NHacker Next
login
▲Data Manipulation in Clojure Compared to R and Pythoncodewithkira.com
57 points by tosh 2 days ago | 13 comments
Loading comments...
ertucetin 2 hours ago [-]
I’ve built many different kinds of software (backend, frontend, 3D games, cli tools, code editor, and more) with Clojure and have been using it for over a decade now.

I can confidently say that, among the list I mentioned, it’s the best for data manipulation/transformation. Thanks to the author for presenting it clearly and showing how the libraries and code look across different languages, all of which do a great job.

But Clojure has its own special place (maybe in my heart as well :). I think Clojure should be used more in the data science space. Thanks to the JVM, it can be very performant (I’m looking at you, Python).

olivia-banks 34 minutes ago [-]
Having "NA" being treated as nil/null/None by default seems like it would cause the Namibia problem!
__mharrison__ 2 hours ago [-]
Good pandas and polars code should also be written in an immutable way...
epgui 2 hours ago [-]
Good python code can exist, but python makes it so easy to write bad code that good python rarely exists.
nxpnsv 2 hours ago [-]
Agree.

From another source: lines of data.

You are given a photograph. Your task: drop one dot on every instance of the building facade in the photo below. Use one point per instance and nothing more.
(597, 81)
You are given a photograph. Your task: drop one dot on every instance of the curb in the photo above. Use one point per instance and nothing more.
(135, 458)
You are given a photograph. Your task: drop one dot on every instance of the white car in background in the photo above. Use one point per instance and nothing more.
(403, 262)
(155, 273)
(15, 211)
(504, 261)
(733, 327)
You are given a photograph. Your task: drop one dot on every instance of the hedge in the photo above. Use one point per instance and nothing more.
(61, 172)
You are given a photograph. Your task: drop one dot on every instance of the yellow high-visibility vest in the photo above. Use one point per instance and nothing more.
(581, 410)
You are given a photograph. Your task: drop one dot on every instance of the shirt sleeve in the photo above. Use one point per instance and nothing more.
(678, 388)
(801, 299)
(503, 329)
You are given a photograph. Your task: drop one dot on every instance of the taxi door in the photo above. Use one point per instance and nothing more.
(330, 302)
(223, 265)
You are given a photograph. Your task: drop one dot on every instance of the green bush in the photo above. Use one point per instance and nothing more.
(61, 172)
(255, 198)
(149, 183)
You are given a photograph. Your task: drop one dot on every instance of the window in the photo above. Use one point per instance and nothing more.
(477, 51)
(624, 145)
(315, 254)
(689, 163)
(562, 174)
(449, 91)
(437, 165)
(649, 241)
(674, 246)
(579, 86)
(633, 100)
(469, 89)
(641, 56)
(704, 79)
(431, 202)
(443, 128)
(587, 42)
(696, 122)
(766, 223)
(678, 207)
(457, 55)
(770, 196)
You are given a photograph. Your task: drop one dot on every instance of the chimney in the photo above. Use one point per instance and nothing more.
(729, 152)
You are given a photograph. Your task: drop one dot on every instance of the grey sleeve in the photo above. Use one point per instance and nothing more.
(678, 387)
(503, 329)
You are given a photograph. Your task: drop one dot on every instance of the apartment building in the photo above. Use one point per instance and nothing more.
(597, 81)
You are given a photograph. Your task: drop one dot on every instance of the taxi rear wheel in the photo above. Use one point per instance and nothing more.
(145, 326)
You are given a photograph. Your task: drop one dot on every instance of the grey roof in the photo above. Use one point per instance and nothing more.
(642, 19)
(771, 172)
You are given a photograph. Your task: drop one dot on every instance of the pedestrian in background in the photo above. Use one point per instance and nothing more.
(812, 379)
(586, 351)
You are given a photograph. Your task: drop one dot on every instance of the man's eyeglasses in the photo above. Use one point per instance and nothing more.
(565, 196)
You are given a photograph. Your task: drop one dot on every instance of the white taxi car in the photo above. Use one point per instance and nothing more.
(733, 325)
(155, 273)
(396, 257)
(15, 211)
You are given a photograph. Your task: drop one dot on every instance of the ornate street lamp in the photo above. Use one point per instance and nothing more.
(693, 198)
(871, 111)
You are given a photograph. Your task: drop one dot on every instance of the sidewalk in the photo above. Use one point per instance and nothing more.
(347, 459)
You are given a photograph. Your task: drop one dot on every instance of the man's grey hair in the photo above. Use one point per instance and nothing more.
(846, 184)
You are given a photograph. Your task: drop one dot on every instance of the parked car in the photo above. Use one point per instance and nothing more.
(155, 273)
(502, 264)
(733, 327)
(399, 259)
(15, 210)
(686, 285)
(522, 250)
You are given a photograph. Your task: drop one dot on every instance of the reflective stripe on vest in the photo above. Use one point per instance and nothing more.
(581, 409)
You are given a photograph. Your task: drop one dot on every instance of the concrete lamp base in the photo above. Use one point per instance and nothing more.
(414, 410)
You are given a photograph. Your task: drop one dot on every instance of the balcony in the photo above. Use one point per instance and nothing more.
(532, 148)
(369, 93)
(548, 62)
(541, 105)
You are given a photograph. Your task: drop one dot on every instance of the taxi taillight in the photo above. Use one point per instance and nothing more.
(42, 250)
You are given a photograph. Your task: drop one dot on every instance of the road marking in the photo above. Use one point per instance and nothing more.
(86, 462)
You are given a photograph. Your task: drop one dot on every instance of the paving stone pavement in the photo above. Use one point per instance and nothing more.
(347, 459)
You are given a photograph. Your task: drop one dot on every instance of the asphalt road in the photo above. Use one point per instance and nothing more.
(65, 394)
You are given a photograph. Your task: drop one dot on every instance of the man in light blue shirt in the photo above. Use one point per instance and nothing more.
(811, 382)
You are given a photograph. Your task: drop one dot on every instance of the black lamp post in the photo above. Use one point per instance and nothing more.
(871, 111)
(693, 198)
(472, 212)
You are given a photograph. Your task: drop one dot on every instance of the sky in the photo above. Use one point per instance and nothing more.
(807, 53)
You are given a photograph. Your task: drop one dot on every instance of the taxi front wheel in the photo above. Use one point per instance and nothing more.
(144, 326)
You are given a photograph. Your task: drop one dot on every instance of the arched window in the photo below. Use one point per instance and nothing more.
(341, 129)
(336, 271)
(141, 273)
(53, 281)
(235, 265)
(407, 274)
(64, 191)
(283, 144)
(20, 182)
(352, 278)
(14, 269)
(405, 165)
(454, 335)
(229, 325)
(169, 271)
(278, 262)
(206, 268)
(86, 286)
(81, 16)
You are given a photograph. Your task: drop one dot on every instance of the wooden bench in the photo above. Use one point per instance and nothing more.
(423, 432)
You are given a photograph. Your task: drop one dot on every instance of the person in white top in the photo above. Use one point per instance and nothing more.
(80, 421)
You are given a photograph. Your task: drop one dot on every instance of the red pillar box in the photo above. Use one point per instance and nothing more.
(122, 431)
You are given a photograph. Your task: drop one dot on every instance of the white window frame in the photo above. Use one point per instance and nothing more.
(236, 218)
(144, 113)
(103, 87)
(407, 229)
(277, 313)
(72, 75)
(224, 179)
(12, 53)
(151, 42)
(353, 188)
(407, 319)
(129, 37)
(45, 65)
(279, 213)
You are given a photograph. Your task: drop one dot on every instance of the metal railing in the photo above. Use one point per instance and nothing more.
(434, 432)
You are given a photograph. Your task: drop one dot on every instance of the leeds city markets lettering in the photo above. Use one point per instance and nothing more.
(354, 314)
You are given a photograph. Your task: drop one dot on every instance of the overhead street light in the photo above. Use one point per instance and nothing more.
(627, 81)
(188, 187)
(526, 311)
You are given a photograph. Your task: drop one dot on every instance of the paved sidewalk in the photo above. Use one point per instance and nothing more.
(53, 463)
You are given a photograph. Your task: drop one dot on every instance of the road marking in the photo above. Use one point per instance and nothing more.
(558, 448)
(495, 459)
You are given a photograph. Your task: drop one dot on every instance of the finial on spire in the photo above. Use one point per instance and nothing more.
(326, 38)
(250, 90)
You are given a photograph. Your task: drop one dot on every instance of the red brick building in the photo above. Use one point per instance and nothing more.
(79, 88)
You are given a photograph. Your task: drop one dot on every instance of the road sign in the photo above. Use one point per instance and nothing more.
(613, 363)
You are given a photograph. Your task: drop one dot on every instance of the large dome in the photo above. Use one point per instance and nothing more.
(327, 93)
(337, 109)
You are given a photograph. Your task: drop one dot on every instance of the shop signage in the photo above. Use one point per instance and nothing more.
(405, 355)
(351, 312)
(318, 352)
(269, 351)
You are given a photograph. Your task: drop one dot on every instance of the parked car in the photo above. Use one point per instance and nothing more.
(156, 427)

While it is common to see code like these pandas examples, it is very possible to write these manipulations so that they return a new frame or view without changing the inputs.
soumyaskartha 2 hours ago [-]
Clojure never got the data science crowd even though the language is genuinely good for it. Always felt like a distribution problem more than a technical one.
asa400 2 hours ago [-]
Unfortunately, having to mess around with a JVM is a tough sell for a lot of data analysis folks. I'm not saying it's rational or right, but a lot of people hear "JVM" and they go "no thank you". Personally I think it's a non-issue, but you have to meet people where they are.
packetlost 3 minutes ago [-]
idk, I don't think I've had to do anything beyond install the JVM to work with Clojure. I'm not really a fan of the clj commands flag choices though (-M, -X, etc. all make no sense)
pjmlp 36 minutes ago [-]
The irony given the mess of Python setup where there are companies whose business is to solve Python tooling.
cmiles74 9 minutes ago [-]
I dunno, if you can slog through the Python ecosystem then the JVM is starting to look not so bad. Plus with Clojure you don't need to deal with the headache and heartache that is Maven.
famicom0 1 hours ago [-]
Meanwhile, I find it very annoying to deal with the litany of Python versions and the distinction between global packages and user packages, and needing to manage virtual environments just to run scripts. That being said, I am not an expert but that's always been my experience when I need to do anything Python related.
levocardia 1 hours ago [-]
In this very post you can see why: the dplyr code is just so much more readable. Like a lot of python, dplyr reads almost like pseudocode: take this dataset, select the columns that start with "bill", then filter so that bill_length is less than 30. So simple and so little fluff!
erichocean 1 hours ago [-]
> is just so much more readable

I thought that too before I learned Clojure, now I find them equally readable.